Committee hears final report on Northwood Golf Course
Green Golf Partners present findings, future options
BY KEVIN BONESKE
Rhinelander’s Golf Course Advisory Committee received its final report at Tuesday’s meeting on the business review that took place this year at the city-owned Northwood Golf Course, which has accumulated losses over the years of its operation in excess of $1 million.
The full City Council agreed in August to take $10,000 out of the general fund to have the consulting work done by Green Golf Partners, with $5,000 having been payable upon execution of the agreement and the other $5,000 payable within 30 days of the final presentation to the committee.
The CEO of Green Golf Partners, Matt McIntee, appeared before the committee with two others from the company, which was directed by the city to review the course’s current management practices to see if they can be altered to achieve efficiency that would allow financial stability, review and discuss the impact of a possible third-party management and its associated financial and local impact, and also look at the possibility of the sale of the course.
Though the company did not recommend a specific course of action for the city to pursue with the golf course property, the report presented to the committee stated the Northwood Golf Course, at the direction of the committee, “needs to immediately develop a plan of action.”
“You’ve got to commit to a structure,” McIntee said. “You’ve either got to say, ‘We’re going to keep it the way it is, or keep it the way it is and change some things, or we’re going to hire somebody, or we’re going to seek new owners.’ To me, those are, without question, your choices.”
McIntee noted from the report there are no guarantees with pursuing the possible options, though “the only guarantee is that if the city proceeds as in the past, they can expect similar results.”
In addition to the report finding the overall financial performance of the course needs to improve, if the city would retain the property, the report also found the service and perception of the course to be in need of improvement.
As for the option to sell the property, the report found a “reasonable assessment of value” ranging from $500,000 to $750,000 could be expected, given the market for golf courses presently being limited, though there would be interest in the Northwood Golf Course because of its quality.
The report described the Northwood Golf Course as “one of the best municipal golf courses in the state,” but it also noted the course didn’t have a marketing plan in place and recommended developing one for 2018.
Surveys of both the patrons and the committee were also included in the report.
When the patrons who responded to the survey were asked what could be done better at the course, their responses included improving the bunkers, being more friendly, being more welcoming, better communication, more of a friendly environment and better food service.
The committee survey noted golf management is a key issue with the conditions at the course being a huge asset.
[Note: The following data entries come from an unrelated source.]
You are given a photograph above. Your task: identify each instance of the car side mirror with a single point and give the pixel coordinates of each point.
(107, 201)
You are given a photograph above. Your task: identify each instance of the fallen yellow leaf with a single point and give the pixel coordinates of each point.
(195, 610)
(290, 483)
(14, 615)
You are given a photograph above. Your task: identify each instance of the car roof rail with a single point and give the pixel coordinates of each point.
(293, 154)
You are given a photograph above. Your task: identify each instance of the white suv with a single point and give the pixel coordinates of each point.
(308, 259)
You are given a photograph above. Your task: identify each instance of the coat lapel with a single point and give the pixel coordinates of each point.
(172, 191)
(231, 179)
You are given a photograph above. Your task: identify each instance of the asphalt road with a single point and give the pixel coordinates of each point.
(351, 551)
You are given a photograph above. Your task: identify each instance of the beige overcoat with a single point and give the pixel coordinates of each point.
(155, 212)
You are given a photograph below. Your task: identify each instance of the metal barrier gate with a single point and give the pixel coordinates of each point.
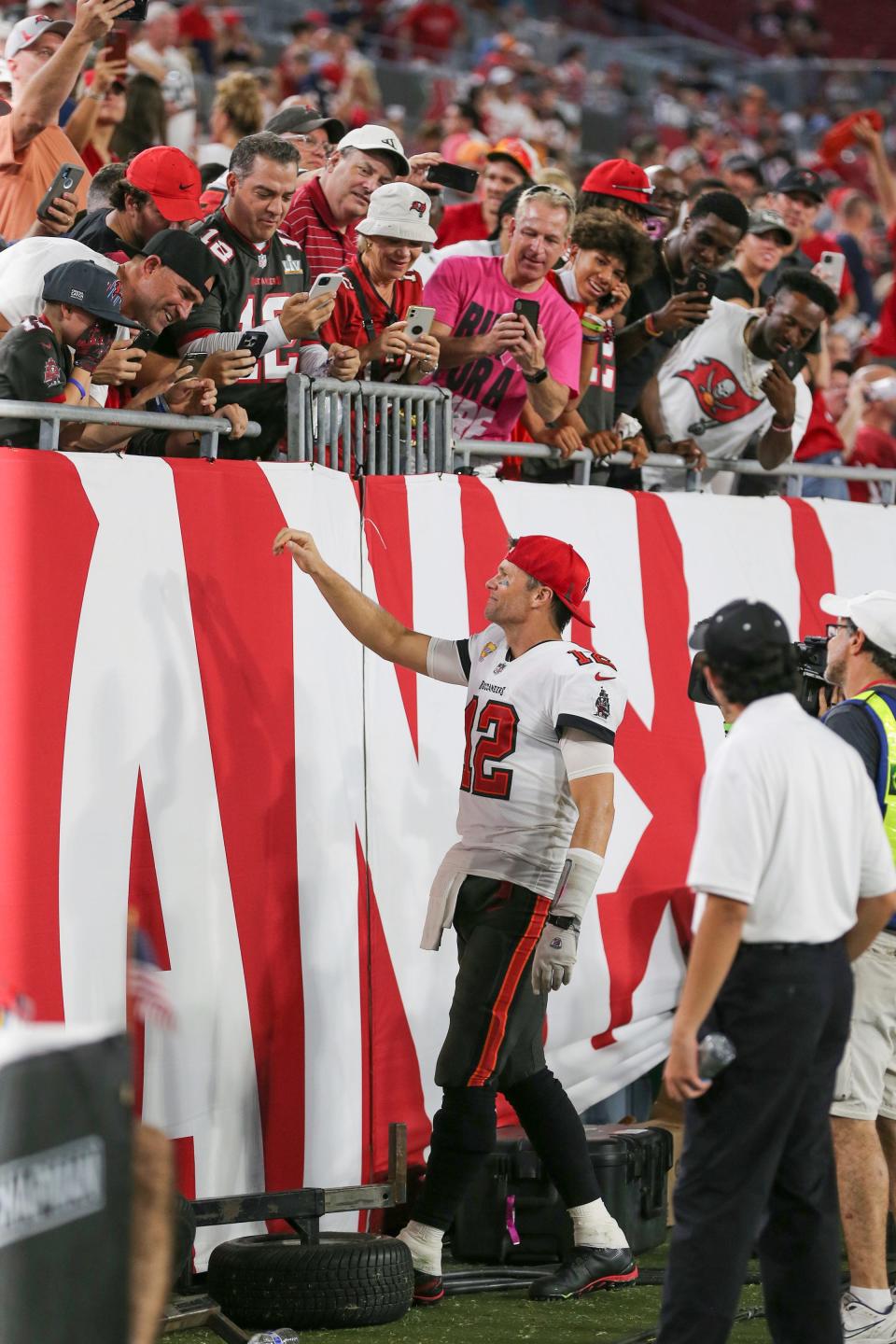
(383, 429)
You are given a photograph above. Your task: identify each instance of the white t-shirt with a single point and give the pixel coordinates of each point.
(516, 813)
(789, 824)
(21, 274)
(426, 262)
(709, 386)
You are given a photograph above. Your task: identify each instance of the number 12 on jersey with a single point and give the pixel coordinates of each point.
(497, 727)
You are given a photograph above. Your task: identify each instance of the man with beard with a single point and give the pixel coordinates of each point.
(260, 287)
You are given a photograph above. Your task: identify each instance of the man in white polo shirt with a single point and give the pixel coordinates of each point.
(794, 878)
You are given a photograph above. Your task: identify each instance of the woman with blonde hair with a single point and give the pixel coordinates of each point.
(238, 110)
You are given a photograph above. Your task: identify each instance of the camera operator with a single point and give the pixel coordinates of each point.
(861, 660)
(794, 878)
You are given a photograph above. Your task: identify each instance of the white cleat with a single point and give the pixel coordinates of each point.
(864, 1324)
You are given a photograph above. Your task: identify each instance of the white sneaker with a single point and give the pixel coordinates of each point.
(864, 1323)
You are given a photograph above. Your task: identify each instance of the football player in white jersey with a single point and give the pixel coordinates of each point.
(535, 819)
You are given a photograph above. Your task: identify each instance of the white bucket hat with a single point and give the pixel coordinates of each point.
(378, 140)
(399, 210)
(875, 613)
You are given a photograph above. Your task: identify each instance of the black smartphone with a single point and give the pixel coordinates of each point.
(703, 280)
(253, 342)
(67, 177)
(529, 309)
(791, 360)
(455, 177)
(117, 45)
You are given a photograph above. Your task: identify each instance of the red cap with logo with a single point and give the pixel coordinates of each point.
(171, 179)
(517, 151)
(621, 177)
(556, 565)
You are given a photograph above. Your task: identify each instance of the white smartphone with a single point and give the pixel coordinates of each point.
(831, 268)
(419, 321)
(326, 284)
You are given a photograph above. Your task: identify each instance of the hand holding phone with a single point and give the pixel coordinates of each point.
(67, 177)
(418, 321)
(453, 176)
(831, 269)
(253, 342)
(528, 308)
(327, 284)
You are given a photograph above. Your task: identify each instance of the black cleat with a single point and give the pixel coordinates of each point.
(428, 1289)
(587, 1269)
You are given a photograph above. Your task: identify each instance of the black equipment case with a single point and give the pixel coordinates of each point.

However, the survey also found the golf operation to be poorly run and in need of a change. The weaknesses identified in the survey included poor management, the food and beverage department, lack of marketing and cohesion between the golf operations and food and beverage, and an unwelcoming perception to the public.
When committee members had the opportunity to ask questions at the end of the Green Golf Partners presentation, Alex Young asked about whether the Northwood Golf Course would continue to lose money being a city-run course.
“With the capital expenditures that you guys have identified – the irrigation, things like that – this thing’s never going to be cash-flow neutral, much less cash flow positive for the city,” Young said. “If we’re going to retain the thing as a city golf course, it’s going to be an ongoing loss that we’re going to subsidize. Is that accurate?”
“That’s accurate,” said McIntee, who also noted he believed the Northwood Golf Course could, on an operational basis, break even or possibly make a little profit in the future, though the cost of the capital improvements would exceed that.
McIntee said different things could be used to offset the cost of a municipal course’s capital improvements, such as a municipality having a capital surcharge or conducting fund-raisers.